Sean Villanueva O‘Driscoll in „La Vida es Silbar“ (c) Nicolas Hojac
14 August 2019

Roger Schaeli und Sean Villanueva O’Driscoll gelingt erneut eine erste Eintagesrotpunktbegehung in der Nordwand des Eiger

Roger Schaeli und Sean Villanueva O‘Driscoll gelingt erste Rotpunktbegehung innerhalb eines Tages der schweren Mehrseillängentour „La Vida es Silbar“ in der Nordwand des Eiger, Schweiz.

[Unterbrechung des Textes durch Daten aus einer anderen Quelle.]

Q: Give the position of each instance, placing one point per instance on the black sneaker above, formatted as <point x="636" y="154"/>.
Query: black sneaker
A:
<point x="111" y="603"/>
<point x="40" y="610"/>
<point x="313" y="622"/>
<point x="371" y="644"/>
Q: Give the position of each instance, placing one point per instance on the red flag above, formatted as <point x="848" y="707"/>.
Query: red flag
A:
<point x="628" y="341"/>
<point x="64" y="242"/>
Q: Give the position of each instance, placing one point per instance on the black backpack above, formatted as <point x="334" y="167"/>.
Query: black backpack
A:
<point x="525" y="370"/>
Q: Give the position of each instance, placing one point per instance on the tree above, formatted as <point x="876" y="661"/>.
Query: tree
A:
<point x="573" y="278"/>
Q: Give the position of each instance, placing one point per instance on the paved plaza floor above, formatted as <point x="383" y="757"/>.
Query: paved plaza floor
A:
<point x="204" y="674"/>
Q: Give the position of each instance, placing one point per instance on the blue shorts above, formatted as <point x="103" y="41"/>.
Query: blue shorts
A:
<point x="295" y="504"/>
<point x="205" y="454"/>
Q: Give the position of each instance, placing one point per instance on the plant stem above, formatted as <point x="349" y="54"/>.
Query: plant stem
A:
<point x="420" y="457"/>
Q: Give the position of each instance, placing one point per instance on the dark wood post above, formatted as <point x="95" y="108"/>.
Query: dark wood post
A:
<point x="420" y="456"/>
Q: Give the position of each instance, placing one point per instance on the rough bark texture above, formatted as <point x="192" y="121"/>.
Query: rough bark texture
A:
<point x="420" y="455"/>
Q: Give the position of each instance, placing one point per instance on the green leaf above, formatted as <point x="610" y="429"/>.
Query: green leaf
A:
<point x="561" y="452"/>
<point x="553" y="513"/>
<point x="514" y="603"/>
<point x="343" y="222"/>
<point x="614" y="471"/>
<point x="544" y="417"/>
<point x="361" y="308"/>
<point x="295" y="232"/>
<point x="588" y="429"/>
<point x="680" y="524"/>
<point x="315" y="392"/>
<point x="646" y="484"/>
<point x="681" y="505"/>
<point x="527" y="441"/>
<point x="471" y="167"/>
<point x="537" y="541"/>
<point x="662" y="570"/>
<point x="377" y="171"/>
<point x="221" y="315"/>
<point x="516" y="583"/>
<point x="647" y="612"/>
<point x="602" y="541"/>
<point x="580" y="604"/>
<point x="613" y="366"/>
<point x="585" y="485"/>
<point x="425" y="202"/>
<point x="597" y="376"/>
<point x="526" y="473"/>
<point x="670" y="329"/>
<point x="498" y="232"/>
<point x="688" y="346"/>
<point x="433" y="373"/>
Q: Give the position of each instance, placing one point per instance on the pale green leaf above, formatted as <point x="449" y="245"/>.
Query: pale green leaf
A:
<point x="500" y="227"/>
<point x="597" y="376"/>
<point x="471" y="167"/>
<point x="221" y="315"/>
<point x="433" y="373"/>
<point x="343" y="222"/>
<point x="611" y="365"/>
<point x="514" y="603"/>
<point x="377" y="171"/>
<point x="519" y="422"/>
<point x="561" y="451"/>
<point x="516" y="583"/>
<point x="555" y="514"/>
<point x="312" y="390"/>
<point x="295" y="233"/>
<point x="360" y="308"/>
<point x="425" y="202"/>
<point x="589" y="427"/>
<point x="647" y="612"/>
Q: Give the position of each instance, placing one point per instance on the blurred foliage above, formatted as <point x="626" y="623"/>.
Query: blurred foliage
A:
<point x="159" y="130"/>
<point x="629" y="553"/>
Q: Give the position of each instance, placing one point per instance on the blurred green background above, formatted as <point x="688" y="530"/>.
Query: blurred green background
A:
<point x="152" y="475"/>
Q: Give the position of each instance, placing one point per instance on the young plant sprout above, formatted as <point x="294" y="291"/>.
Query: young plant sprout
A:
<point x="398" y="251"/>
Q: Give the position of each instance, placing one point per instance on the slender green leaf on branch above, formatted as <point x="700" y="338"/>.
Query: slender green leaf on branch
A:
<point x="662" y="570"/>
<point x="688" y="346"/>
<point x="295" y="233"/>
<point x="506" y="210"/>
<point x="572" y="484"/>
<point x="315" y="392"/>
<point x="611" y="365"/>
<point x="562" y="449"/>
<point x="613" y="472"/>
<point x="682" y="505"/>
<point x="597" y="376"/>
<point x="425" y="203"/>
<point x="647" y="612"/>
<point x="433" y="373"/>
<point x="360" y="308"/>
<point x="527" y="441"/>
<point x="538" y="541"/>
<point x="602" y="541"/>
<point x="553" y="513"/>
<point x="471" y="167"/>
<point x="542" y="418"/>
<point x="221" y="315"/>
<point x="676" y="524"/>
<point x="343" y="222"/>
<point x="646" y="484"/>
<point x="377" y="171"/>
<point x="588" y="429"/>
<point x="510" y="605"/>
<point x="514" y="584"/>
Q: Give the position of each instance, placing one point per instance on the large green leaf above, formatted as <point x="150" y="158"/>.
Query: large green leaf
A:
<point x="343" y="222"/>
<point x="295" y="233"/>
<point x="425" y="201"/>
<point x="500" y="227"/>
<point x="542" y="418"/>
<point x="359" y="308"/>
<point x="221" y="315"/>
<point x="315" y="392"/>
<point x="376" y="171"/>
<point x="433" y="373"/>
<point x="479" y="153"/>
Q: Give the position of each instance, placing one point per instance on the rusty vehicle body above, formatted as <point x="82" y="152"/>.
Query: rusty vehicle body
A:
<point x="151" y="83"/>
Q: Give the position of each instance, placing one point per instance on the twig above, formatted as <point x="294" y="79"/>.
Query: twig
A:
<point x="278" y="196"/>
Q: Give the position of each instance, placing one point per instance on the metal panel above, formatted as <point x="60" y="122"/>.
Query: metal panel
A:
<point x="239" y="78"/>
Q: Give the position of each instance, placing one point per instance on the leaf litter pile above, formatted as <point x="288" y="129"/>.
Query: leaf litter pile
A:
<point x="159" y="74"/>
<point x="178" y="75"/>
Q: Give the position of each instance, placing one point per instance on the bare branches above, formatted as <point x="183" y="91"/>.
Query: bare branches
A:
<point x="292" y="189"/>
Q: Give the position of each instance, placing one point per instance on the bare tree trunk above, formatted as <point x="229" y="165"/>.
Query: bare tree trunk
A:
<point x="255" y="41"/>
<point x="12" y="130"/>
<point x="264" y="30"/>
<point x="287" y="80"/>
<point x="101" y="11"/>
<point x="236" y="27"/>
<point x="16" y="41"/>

Am 23. Juli konnten sich der Schweizer Roger Schaeli und der Belgier Sean Villanueva O’Driscoll einen historischen Eintrag in die Kletterbücher sichern. Ihnen gelang die erste Rotpunktbegehung innerhalb eines Tages der schweren, ausgesetzten Mehrseillängenroute „La Vida es Silbar“ in der berühmten Nordwand des Eigers. Die Tour wurde 1999 von Daniel Anker und Stephan Siegrist eingerichtet. 2003 folgte dann der rote Punkt durch Stephan Siegrist und Ueli Steck. 2016 konnte Roger Schaeli dann zusammen mit der Neuseeländerin Mayan Smith-Gobat den erst zweiten Rotpunkt der Klettergeschichte verbuchen. Sie benötigten dazu drei Tage.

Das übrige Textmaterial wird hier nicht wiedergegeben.